Food Security and Land Use: The Telecoupling Challenge

Lead Research Organisation: King's College London
Department Name: Geography

Abstract

The Telecoupling Consortium, consists of four focal countries (Brazil, China, U.K. and U.S.), vulnerable spillover countries in Africa, two major CGIAR centers (CIAT and IFPRI) , FAO and extensive stakeholder involvement. We apply an
innovative integrative framework, Telecoupling - socioeconomic and environmental interactions among coupled human and
natural systems at different scales over great distances - that can transform how we think about collateral effects from
international trade on food security and land use dynamics. We address Theme 3 (Feedback Loops), focusing on major
commodities central to food security: rice, corn, wheat, soybeans, potato, biofuel crops (mainly sugarcane and corn) and
livestock. We will examine processes at different scales, from the international trade in major food commodities, to in-depth
studies at regional/local scales. The Consortium partners bring to this project a very large portfolio of food security and land
use projects, representing four continents, while providing a much needed framework to address how food systems change
across large distances, and to account for socioeconomic and environmental consequences of shifting forms of food
production, trade and distribution. The team includes leading scholars in social and natural sciences as well as influential
stakeholders in relevant sectors. The end result of this project will be enhanced capacity to predict effects from shifts in
food flows and land use; tools to facilitate policy changes to improve food security, while ensuring a more sustainable
environment; increased cooperation among major research and stakeholder groups in major food production and
consuming countries; and training a new generation alert to minimizing negative consequences from changes in land use
worldwide. The project will provide a comprehensive framework, a complex systems modeling approach and a Web-based
Decision Support System to finding solutions that enhance food security for all, while ensuring a sustainable earth.

Planned Impact

The Telecoupling Consortium will have a major impact on global food security by engaging a multilevel set of stakeholders in the co-design, co-production, and co-implementation of actionable science. Stakeholders will include the research community, food production, food distribution and government organizations, global gatekeepers such as FAO, and consumer organizations.

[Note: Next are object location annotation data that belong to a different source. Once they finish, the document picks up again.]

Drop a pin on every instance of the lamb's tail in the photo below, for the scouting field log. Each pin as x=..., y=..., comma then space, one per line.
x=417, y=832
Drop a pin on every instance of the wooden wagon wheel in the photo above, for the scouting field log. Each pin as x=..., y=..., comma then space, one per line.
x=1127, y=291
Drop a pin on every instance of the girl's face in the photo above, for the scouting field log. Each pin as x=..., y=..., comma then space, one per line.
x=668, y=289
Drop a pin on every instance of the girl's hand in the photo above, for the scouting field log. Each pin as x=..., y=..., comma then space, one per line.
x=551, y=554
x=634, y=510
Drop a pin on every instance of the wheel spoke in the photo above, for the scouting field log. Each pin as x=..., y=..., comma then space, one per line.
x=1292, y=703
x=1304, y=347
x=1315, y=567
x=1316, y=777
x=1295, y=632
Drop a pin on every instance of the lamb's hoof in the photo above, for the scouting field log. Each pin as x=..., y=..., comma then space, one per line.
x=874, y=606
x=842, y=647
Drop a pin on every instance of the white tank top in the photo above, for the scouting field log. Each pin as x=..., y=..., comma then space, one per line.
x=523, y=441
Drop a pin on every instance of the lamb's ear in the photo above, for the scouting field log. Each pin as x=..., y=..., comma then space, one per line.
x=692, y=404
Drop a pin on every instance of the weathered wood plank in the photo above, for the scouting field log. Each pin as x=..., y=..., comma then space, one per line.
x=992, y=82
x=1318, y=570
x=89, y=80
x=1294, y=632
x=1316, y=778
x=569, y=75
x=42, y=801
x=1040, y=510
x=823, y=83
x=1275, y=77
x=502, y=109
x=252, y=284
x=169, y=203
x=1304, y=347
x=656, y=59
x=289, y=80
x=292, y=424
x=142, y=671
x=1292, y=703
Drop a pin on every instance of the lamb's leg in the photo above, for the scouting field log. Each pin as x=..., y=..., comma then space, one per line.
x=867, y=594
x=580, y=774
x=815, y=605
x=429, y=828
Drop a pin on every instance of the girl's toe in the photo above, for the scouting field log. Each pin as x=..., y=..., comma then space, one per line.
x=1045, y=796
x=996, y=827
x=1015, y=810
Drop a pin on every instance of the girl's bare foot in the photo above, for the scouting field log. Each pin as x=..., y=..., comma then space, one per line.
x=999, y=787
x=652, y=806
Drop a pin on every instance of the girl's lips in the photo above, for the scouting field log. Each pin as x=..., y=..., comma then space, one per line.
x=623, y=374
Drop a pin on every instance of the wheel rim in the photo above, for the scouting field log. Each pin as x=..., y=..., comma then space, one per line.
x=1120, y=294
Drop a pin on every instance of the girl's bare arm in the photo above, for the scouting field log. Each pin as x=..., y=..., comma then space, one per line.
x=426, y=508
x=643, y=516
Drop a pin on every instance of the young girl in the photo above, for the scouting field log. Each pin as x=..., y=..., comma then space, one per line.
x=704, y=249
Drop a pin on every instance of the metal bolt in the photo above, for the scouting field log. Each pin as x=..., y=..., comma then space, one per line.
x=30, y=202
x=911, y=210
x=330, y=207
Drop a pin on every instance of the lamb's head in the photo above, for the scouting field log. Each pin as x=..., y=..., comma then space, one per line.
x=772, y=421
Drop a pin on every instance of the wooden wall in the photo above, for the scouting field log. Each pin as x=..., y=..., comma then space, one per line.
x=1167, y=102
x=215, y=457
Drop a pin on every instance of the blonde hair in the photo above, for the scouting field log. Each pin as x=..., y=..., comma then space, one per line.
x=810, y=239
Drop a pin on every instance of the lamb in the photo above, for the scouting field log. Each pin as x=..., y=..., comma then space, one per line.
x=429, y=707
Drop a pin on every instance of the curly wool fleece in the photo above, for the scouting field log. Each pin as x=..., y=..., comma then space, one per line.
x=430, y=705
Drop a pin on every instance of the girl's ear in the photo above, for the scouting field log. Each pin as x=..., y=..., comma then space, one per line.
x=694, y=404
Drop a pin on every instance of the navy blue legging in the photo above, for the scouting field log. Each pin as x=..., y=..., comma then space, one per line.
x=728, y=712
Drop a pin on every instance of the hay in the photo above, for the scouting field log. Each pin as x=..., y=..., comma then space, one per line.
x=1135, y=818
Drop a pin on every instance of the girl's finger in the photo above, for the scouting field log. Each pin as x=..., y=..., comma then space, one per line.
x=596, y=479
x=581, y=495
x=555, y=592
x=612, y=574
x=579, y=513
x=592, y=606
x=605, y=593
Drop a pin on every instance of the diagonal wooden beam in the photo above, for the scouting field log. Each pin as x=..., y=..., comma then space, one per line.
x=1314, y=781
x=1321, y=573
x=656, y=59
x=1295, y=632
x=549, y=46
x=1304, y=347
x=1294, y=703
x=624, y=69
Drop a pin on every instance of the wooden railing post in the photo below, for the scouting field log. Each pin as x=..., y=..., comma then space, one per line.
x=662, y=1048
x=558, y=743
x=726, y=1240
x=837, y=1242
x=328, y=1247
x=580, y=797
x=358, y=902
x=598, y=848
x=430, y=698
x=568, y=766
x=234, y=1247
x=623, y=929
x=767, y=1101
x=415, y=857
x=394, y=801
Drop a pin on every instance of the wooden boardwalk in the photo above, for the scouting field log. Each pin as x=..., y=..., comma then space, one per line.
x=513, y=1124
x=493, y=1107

We will engage from the start of the project representatives of major commodity producers and food distributors, since food security is not just a production challenge, but also increasingly, it is a distribution challenge. Major companies, associations, and cooperatives play an important role in how food commodities move within a country and from one country to another, and have notable capabilities for contracting with farmers across many countries for their production, predicting harvests across the world, and making crucial decisions in food systems. Identifying key interactions in the global food system will enables these stakeholders to better understand the impacts of their actions and decisions on others, and how through feedbacks across space and time, those actions and decisions result in consequences for their own interests at layer points in time.

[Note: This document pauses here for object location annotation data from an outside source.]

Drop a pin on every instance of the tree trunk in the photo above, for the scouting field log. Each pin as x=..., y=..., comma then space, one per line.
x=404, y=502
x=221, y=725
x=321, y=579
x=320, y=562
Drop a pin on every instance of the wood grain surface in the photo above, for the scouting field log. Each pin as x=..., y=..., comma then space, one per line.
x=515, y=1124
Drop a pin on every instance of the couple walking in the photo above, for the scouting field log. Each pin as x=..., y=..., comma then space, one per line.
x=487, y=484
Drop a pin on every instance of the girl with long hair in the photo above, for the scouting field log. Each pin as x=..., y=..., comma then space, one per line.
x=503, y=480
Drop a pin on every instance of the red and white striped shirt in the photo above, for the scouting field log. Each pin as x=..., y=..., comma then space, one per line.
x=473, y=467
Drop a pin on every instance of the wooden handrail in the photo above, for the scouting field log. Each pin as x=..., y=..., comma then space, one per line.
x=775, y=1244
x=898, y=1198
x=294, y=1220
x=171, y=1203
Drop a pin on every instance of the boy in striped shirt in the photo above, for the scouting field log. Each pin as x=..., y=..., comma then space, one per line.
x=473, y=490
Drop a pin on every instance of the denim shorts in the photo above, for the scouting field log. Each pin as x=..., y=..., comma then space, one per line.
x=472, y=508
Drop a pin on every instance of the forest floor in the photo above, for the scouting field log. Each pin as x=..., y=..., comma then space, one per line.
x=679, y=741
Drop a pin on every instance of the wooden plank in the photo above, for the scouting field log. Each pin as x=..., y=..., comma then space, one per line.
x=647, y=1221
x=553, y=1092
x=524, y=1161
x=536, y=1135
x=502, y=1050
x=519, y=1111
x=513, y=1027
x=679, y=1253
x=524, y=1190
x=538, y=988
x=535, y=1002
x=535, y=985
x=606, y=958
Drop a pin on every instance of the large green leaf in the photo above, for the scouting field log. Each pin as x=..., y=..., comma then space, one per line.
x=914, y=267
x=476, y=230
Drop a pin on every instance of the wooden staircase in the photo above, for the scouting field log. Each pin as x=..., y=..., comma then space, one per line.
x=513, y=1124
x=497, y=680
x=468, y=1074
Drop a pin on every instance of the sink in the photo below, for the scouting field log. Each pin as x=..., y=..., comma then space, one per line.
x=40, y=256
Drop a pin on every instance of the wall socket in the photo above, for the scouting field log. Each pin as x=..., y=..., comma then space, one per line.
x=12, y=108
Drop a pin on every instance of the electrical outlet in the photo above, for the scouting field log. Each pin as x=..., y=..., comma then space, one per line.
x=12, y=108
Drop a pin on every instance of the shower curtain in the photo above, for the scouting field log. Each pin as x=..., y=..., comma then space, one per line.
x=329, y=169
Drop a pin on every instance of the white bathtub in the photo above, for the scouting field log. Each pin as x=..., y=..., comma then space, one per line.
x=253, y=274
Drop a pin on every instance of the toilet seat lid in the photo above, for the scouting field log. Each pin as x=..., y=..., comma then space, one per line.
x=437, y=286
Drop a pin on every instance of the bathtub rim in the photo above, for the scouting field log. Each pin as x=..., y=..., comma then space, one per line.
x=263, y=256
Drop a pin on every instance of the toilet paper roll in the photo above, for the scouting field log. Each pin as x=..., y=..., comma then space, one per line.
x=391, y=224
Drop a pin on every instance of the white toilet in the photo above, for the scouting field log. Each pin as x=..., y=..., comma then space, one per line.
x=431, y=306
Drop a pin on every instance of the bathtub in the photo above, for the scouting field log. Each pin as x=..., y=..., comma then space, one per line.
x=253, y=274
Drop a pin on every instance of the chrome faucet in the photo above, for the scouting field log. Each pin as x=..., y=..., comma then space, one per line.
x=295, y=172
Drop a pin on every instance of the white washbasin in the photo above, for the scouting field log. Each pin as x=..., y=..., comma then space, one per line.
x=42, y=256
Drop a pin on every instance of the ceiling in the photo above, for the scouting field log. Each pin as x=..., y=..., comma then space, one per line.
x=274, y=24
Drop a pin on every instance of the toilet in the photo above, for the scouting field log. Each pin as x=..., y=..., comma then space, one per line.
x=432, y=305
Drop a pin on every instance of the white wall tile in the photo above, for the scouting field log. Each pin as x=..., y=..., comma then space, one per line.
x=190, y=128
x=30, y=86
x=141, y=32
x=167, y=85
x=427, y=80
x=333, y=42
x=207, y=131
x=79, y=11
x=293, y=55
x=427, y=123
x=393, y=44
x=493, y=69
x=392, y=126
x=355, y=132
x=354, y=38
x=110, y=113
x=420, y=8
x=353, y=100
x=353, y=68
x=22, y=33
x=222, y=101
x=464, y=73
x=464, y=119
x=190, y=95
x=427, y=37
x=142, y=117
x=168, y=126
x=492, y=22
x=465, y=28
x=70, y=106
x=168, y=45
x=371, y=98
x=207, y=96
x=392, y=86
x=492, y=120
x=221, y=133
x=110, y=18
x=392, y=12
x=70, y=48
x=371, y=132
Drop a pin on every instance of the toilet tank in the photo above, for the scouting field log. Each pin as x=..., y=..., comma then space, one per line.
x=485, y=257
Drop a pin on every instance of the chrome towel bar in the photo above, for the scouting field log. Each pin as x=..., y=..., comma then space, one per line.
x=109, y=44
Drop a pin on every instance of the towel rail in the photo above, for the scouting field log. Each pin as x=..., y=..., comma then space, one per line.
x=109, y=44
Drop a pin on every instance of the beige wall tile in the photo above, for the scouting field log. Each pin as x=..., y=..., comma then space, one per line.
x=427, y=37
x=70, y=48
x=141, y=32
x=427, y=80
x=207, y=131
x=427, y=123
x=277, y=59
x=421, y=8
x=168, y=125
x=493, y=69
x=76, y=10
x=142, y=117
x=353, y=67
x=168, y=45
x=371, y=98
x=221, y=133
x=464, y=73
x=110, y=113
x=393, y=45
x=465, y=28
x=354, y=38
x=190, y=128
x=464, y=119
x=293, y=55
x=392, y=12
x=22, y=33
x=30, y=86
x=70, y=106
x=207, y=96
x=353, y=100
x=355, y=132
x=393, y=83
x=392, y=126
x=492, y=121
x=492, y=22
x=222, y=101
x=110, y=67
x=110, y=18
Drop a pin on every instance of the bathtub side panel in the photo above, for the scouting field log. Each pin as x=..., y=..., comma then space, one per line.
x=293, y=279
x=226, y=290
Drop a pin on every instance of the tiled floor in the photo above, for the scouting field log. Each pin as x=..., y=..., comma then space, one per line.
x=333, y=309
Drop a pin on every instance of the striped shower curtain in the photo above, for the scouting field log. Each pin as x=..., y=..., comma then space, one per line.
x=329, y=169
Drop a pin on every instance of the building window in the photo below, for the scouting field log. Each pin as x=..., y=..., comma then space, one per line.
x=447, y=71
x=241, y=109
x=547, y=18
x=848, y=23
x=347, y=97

In each nation there is at least one ministry charged with overseeing national agricultural policies. Sometimes there are several that touch on agriculture since that sector produces not only food but also energy, and fibre. In each focal country in the project we will constitute a stakeholder group that will be consulted in the co-design of research and the co-production of analyses for each country to ensure that the results have relevance for the partner countries. Through this engagement, our research and findings will help government organizations to better understand the dynamics of the global food and land system such that possible policy levers can be identified to ensure food security and environmental sustainability.

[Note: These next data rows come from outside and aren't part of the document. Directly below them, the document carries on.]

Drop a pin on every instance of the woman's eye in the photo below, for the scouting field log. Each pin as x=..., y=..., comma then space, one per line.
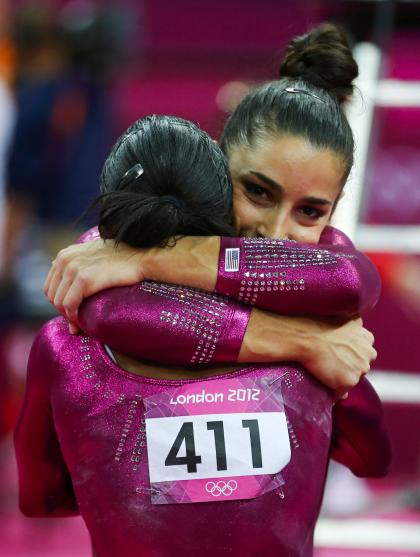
x=257, y=191
x=311, y=212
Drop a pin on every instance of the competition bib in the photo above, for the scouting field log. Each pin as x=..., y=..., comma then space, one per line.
x=216, y=440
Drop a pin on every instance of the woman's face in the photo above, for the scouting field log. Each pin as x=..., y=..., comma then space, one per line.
x=283, y=187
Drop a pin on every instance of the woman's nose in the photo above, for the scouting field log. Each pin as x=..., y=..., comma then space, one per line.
x=278, y=226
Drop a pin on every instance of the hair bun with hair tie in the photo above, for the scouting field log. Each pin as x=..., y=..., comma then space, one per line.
x=322, y=58
x=180, y=205
x=132, y=174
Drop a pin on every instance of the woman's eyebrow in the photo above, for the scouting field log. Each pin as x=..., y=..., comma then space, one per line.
x=273, y=184
x=266, y=180
x=317, y=200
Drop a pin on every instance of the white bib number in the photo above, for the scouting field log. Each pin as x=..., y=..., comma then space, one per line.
x=217, y=445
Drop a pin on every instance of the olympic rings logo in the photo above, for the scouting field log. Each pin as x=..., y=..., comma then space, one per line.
x=221, y=488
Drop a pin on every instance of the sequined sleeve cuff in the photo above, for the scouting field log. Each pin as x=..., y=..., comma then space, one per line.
x=291, y=278
x=166, y=323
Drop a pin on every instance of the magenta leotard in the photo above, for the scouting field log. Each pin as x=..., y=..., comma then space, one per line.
x=332, y=278
x=80, y=446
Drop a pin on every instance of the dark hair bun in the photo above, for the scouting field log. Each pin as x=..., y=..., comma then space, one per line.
x=322, y=57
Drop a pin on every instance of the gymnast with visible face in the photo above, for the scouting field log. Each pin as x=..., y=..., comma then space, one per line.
x=82, y=431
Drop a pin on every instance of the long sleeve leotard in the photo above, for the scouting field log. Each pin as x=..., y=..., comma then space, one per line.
x=82, y=444
x=328, y=279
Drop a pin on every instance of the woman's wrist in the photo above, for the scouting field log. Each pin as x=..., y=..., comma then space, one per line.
x=274, y=338
x=192, y=261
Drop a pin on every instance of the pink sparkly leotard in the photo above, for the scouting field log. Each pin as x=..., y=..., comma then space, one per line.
x=80, y=445
x=332, y=278
x=81, y=440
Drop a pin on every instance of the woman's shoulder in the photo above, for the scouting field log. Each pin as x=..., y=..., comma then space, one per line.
x=53, y=336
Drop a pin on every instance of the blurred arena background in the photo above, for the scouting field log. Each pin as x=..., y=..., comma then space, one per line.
x=74, y=74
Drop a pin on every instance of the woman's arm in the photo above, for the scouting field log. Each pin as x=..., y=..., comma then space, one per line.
x=178, y=325
x=280, y=276
x=45, y=487
x=360, y=439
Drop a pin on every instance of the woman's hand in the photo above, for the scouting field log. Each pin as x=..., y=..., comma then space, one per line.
x=81, y=270
x=337, y=353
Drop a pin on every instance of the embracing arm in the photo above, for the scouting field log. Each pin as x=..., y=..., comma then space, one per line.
x=45, y=487
x=282, y=276
x=360, y=438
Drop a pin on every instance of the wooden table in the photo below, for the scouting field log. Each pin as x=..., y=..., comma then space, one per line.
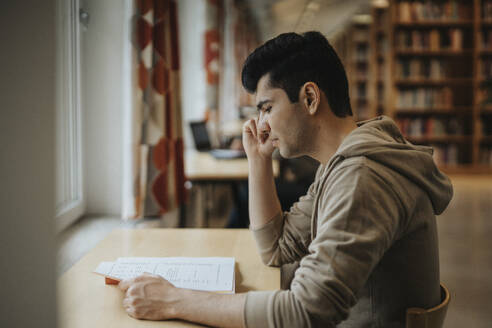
x=201, y=166
x=205, y=171
x=85, y=301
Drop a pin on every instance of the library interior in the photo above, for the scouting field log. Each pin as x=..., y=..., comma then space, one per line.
x=139, y=141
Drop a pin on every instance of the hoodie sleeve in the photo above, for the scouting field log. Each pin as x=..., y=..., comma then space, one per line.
x=286, y=238
x=357, y=221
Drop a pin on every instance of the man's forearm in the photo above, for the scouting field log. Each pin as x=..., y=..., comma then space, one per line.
x=217, y=310
x=263, y=200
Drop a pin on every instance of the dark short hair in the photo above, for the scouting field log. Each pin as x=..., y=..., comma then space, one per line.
x=293, y=59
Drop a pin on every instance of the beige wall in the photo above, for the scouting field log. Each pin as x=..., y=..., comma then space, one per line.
x=27, y=109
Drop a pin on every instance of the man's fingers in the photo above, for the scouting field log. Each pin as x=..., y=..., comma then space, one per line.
x=124, y=284
x=251, y=127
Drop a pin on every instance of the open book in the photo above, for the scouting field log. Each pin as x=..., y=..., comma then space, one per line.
x=214, y=274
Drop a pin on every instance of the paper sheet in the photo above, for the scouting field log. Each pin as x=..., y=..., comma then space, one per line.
x=199, y=273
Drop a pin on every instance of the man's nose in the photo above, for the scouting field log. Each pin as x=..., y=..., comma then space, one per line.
x=263, y=125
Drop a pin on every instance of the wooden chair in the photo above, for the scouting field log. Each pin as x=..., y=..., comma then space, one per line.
x=431, y=318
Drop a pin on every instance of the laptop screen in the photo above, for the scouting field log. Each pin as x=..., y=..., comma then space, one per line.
x=200, y=135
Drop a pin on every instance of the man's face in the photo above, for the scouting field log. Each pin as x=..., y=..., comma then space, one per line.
x=284, y=122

Food consumers represent the demand side of the food system, and the ones who are ultimately vulnerable should the food system fail to deliver adequate food to meet human well-being. Consumers' demands are shifting as societies develop economically, and predicting the direction of these dietary preferences has a major role to play in how land use changes, and how food flows across the globe. Engaging with consumers ensure improvements in their understanding of the impacts of decisions often made far away from the point at which food is obtained, and how global food and land systems are linked and influence environmental sustainability.

Across all of these groups, the expected impacts of stakeholder engagement include providing a holistic systems views of food security and land use; prediction of collateral effects of food trade flows on vulnerable countries; facilitation of policy change and improvement; dissemination of research findings to multiple audiences through mass- and social-media worldwide; and the fostering of robust cooperation across major food producing countries to increase food production and distribution, income to farmers, and reduction of environmental impacts among others.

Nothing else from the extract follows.